Una palabra que se repite mucho en este libro es "abominación". No sé si es porque su uso es relativamente infrecuente o porque quienes más la pronuncian son los cristianos, pero a mí me suena con una rotundidad terrible, me suena a maldición bíblica, a condena eterna. En este libro, la palabra tiene la connotación más habitual en el mundo cristiano radical: la abominación es el pecado del cuerpo, es la tentación del placer, es cualquier desviación de la heterosexualidad monógama tradicional: la abominación es, para muchos, simplemente atreverse a amar.
Garrard Conley (1985) es un chaval al que sus padres, al descubrir que es gay, meten en una terapia de conversión de la homosexualidad para tratar de curar su particular "abominación". Allí tratarán de borrar su identidad, de extirparle la emoción, las sensaciones y la percepción de su propia sexualidad hasta el punto de volverle loco. "El miedo a la vergüenza, seguido del miedo al infierno, era lo que realmente impedía que nos suicidáramos".
En su comunidad de cristianos bautistas, la heterosexualidad ha de estar presente en cada pequeño aspecto de la vida de cada uno, desde tu forma de andar o vestir hasta tu tono de voz o el vocabulario que usas. El mundo, para no ser abominable, debe estar perfectamente dividido entre lo masculino y lo femenino, y ambos deben ser dos polos opuestos que se atraigan, por el bien de la especie y de Dios. En su comunidad, como en tantas otras, ser homosexual es una enfermedad que hay que corregir. Es una identidad falsa que no debe existir, y que debe ser sustituida por la identidad correcta, la identidad que Dios ha querido que cada uno tengamos.
Cuando Garrard Conley entró en esta terapia tenía apenas diecinueve años. Era un chaval en su primer año de universidad, un chaval que no había aprendido todavía el lenguaje adecuado para expresar sus sentimientos, las palabras necesarias para defenderse. Como cualquier chico de su edad, le desesperaba ser aceptado por los demás. Buscaba esa euforia que sintió la primera vez que salió con una chica, por probar, y vio la aprobacion en la mirada de los demás. Una aprobación que le costaría un esfuerzo sobrehumano conseguir, como no fuera forzándose a hacer lo que no quería, a ser quien no era.
Estas memorias me han recordado a Una educación, las memorias de Tara Westover sobre su infancia en una comunidad mormona en Estados Unidos.

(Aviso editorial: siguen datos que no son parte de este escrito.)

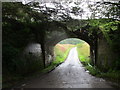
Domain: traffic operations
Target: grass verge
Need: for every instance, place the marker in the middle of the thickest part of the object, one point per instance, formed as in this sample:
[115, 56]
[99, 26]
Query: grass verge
[83, 54]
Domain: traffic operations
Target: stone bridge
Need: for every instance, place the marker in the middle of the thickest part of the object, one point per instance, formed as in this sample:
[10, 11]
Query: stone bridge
[100, 53]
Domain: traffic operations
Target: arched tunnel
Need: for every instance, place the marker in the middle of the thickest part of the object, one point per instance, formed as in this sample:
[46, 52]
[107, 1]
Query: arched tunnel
[98, 44]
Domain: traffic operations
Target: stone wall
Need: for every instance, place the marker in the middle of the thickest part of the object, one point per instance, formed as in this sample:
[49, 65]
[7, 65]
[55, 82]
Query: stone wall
[105, 55]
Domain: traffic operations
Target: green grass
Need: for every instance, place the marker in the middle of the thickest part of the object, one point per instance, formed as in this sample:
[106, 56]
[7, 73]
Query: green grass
[84, 53]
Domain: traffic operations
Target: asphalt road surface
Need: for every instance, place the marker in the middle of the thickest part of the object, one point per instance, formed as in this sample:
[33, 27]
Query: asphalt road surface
[70, 74]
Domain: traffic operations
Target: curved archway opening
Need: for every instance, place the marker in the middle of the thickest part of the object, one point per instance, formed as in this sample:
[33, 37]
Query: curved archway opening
[63, 49]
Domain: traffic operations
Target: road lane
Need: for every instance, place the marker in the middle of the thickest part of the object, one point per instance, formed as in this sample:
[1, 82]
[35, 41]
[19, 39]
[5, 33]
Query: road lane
[70, 74]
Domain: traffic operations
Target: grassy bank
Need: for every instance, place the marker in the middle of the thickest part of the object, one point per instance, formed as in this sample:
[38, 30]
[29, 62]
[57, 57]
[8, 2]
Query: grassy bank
[84, 53]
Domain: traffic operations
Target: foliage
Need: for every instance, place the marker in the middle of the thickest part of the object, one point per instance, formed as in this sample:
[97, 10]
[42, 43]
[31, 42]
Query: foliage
[83, 53]
[73, 41]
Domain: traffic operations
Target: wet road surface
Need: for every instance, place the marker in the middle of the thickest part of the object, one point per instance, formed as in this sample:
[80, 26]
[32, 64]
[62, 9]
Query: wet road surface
[70, 74]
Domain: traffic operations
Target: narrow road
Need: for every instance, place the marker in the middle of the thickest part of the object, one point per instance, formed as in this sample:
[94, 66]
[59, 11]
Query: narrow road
[70, 74]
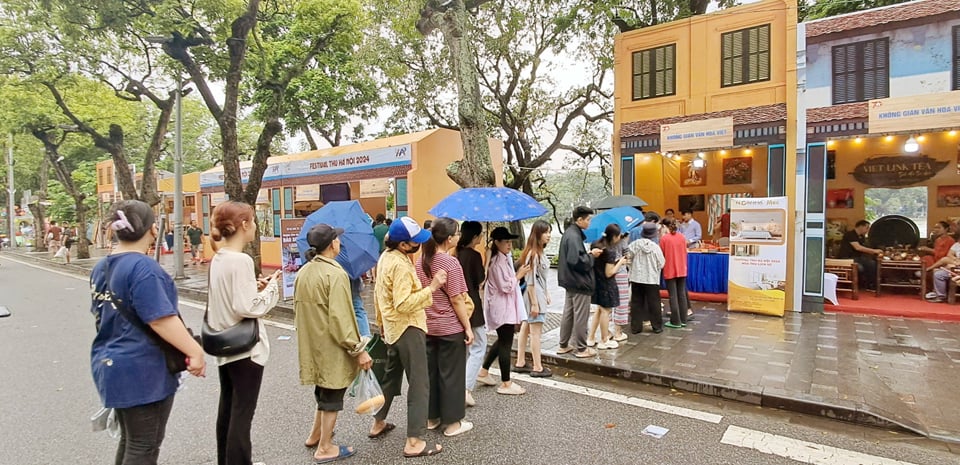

Ambos cuentan cómo el fanatismo religioso puede destrozar la vida de las personas al intentar que quepan en la estrechez de una idea insensata. Ambos insisten en el sufrimiento que supone tener que elegir entre la cordura y el amor de tu familia, en la rabia que sienten los que se ven expulsados de una comunidad simplemente por querer estudiar, ver mundo, o simplemente amar libremente.
A Conley Garrard le dijeron que el sexo gay era lo mismo que violar, que los homosexuales eran todos depredadores, pederastas. Le dijeron que la homosexualidad y la permisividad de nuestra cultura occidental eran los culpables del terrorismo y de las enfermedades y de los ciclones y de las desgracias del mundo. Le dijeron que confiara en Dios y obedeciera. Que pidiera perdón, que se arrepintiera, que suplicara por su alma, que fuera un buen siervo del Señor y dejara de pensar por sí mismo. Le dijeron que tenía que desprenderse de su tara, de su adicción, de su pecado. Que abandonara ese capricho que a ojos de Dios siempre sería una abominación.
Cartel de la adaptación cinematográfica |
Esto ocurrió en 2004 en Estados Unidos. Love in Action, el centro de terapia al que acudió Conley, llevaba en activo varias décadas promoviendo estas terapias, con la aprobación de las comunidades del sur del país. Centros como estos también existen en Europa, promovidos por la Iglesia Católica. Sin ir más lejos, el Obispado de Alcalá de Henares promovió y amparó durante mucho tiempo cursos clandestinos e ilegales de conversión de la homosexualidad.
Toda idea incuestionable es una cárcel. Con su insistencia en "lo natural" de la heterosexualidad, los homófobos sólo demuestran su incapacidad para aceptar las realidades que no pueden imaginar. Libros valientes y contundentes como este, junto a editoriales tan necesarias como Dos Bigotes, muestran no sólo que algunas doctrinas religiosas vulneran los derechos humanos más básicos, sino que la intolerancia también se puede vencer con amor. Que toda idea incuestionable, si se combate de la forma adecuada, puede volverse cuestionable, relajar sus barrotes y soltar a sus presos de una vez y para siempre.